On Sat, 16 Jan 1999, Brian wrote:
> Given the following example:
>
> if (!str_cmp("warriors", arg)) {
> GET_CLASS(ch) = CLASS_WARRIOR;
> sprintf(buf, "Warrior Guild -- Arg: %s\r\n", arg);
> send_to_char (buf, ch);
> }
>
>
> I was under the assumption that strcmp and str_cmp returned TRUE when
> the two strings matched. Is this not true?

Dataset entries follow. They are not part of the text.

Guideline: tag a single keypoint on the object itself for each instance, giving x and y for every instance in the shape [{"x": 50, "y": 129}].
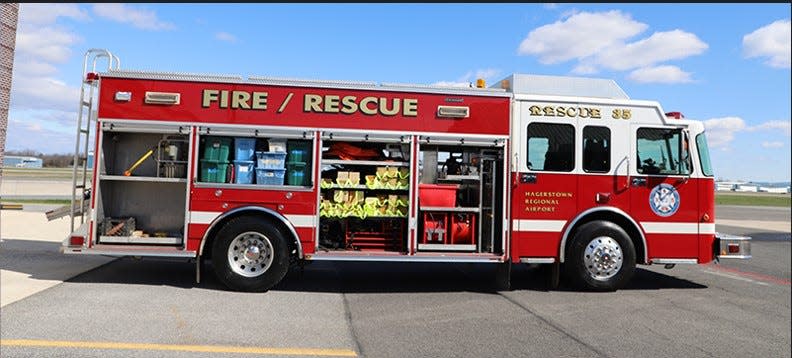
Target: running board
[
  {"x": 127, "y": 250},
  {"x": 405, "y": 258}
]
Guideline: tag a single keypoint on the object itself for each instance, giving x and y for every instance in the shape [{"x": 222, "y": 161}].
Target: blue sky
[{"x": 725, "y": 64}]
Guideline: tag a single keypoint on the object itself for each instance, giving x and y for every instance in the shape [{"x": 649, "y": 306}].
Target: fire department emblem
[{"x": 664, "y": 200}]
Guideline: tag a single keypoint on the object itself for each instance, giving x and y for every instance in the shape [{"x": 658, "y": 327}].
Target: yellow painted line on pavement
[{"x": 178, "y": 347}]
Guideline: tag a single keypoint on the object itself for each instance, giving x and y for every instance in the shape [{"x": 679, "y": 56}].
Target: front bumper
[{"x": 731, "y": 247}]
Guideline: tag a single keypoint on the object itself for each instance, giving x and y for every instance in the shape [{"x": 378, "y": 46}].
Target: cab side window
[
  {"x": 551, "y": 147},
  {"x": 596, "y": 149},
  {"x": 662, "y": 151}
]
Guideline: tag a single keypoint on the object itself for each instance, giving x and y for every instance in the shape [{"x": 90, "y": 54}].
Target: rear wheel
[
  {"x": 601, "y": 257},
  {"x": 249, "y": 254}
]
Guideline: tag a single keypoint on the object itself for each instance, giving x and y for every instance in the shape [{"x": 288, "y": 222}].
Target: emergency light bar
[
  {"x": 453, "y": 111},
  {"x": 162, "y": 98}
]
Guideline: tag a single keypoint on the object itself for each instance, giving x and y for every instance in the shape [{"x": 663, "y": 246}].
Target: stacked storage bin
[
  {"x": 243, "y": 165},
  {"x": 215, "y": 159},
  {"x": 296, "y": 162},
  {"x": 270, "y": 165}
]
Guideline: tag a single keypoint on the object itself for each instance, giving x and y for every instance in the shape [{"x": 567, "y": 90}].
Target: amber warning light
[{"x": 675, "y": 115}]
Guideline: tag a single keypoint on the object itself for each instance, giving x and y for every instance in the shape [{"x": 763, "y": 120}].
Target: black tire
[
  {"x": 244, "y": 268},
  {"x": 608, "y": 269}
]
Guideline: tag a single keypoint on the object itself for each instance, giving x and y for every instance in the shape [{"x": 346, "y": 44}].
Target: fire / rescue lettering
[
  {"x": 238, "y": 99},
  {"x": 407, "y": 107},
  {"x": 561, "y": 111}
]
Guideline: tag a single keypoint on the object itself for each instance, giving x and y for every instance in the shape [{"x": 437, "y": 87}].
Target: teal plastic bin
[
  {"x": 213, "y": 171},
  {"x": 216, "y": 148},
  {"x": 243, "y": 171},
  {"x": 270, "y": 176},
  {"x": 244, "y": 148},
  {"x": 296, "y": 173}
]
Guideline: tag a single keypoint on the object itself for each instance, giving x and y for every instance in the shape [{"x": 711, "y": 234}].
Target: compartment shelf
[
  {"x": 364, "y": 162},
  {"x": 449, "y": 209},
  {"x": 141, "y": 179},
  {"x": 363, "y": 187}
]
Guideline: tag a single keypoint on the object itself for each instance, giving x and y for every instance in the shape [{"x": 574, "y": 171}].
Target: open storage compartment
[
  {"x": 460, "y": 196},
  {"x": 254, "y": 158},
  {"x": 364, "y": 194},
  {"x": 142, "y": 186}
]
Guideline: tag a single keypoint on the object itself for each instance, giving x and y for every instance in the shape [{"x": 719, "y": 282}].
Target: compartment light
[{"x": 162, "y": 98}]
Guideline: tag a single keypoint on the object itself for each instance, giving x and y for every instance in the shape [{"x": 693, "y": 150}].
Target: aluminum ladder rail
[{"x": 85, "y": 117}]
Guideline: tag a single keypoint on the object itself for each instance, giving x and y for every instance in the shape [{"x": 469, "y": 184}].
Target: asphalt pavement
[{"x": 153, "y": 308}]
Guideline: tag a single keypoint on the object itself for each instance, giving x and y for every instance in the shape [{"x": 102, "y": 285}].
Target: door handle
[{"x": 527, "y": 178}]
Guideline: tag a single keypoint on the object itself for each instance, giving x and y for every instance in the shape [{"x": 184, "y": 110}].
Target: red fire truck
[{"x": 261, "y": 173}]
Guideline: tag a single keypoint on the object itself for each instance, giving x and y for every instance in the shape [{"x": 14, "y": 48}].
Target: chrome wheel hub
[
  {"x": 250, "y": 254},
  {"x": 603, "y": 258}
]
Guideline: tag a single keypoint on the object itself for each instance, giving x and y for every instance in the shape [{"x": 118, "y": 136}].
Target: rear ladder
[{"x": 85, "y": 117}]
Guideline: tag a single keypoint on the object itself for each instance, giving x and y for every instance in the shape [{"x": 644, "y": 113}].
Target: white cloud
[
  {"x": 49, "y": 44},
  {"x": 35, "y": 67},
  {"x": 224, "y": 36},
  {"x": 783, "y": 126},
  {"x": 140, "y": 18},
  {"x": 605, "y": 46},
  {"x": 30, "y": 134},
  {"x": 563, "y": 40},
  {"x": 660, "y": 74},
  {"x": 658, "y": 48},
  {"x": 720, "y": 131},
  {"x": 771, "y": 42},
  {"x": 48, "y": 13},
  {"x": 44, "y": 93},
  {"x": 772, "y": 145}
]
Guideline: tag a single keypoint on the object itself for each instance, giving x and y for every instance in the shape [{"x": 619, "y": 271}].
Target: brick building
[{"x": 9, "y": 13}]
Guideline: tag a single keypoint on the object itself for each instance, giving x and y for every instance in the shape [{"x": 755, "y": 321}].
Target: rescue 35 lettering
[
  {"x": 581, "y": 112},
  {"x": 313, "y": 103}
]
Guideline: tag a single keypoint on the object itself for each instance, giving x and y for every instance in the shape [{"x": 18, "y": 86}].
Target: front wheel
[
  {"x": 601, "y": 257},
  {"x": 249, "y": 254}
]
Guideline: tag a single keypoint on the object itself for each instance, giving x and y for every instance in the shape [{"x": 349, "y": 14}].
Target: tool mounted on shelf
[{"x": 140, "y": 161}]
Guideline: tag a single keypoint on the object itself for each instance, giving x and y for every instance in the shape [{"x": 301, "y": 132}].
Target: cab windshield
[{"x": 703, "y": 150}]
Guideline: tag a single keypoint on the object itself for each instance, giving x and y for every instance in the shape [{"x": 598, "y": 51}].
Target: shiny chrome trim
[
  {"x": 602, "y": 208},
  {"x": 275, "y": 214},
  {"x": 674, "y": 261},
  {"x": 537, "y": 260},
  {"x": 405, "y": 258}
]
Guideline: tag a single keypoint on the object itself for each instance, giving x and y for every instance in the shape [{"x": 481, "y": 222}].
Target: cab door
[
  {"x": 663, "y": 198},
  {"x": 544, "y": 180}
]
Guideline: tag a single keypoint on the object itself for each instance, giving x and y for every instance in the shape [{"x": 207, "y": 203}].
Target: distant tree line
[{"x": 49, "y": 160}]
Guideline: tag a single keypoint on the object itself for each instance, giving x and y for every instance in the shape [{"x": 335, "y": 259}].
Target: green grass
[
  {"x": 779, "y": 200},
  {"x": 37, "y": 201}
]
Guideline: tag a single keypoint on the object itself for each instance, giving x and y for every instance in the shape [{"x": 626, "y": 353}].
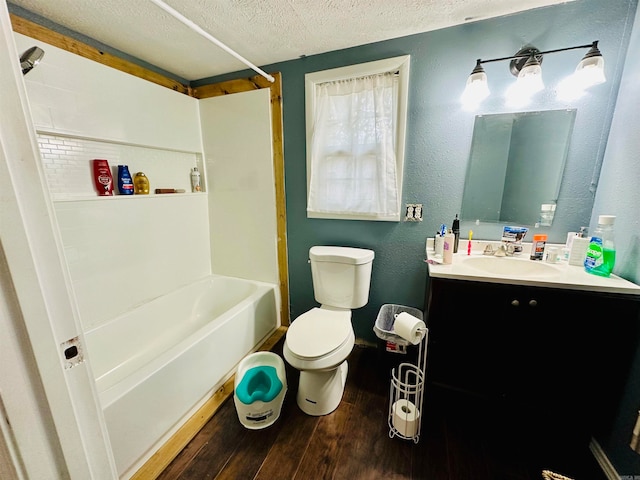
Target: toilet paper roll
[
  {"x": 409, "y": 327},
  {"x": 406, "y": 418}
]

No, strcpmp() and related functions return FALSE if the strings are the
same. The example above is correct.
> first arg is smaller than the 2nd, it produces a "less than 0" response
> and if arg1 is greater than arg2 it produces a "greater than 0" response
> (which I guess would be 1, which would be TRUE). However, this seems to
> indicate numeric variables and we're comparing alpha characters.... How
> does strcmp work then? Will strcmp always read FALSE on a comparison
> that's equal? And is there any possible way that a comparison between
> alpha strings can be "less than zero"?
Anything other that 0 is TRUE, including -1. The prototype for strcmp()
looks something
like this:
int strcmp(const char *s1, const char *s2);
Which means it returns an int, depending on how the strings compare.
"Misery is boundless"
-Xual the Torturer, on the Eve of the Sundering.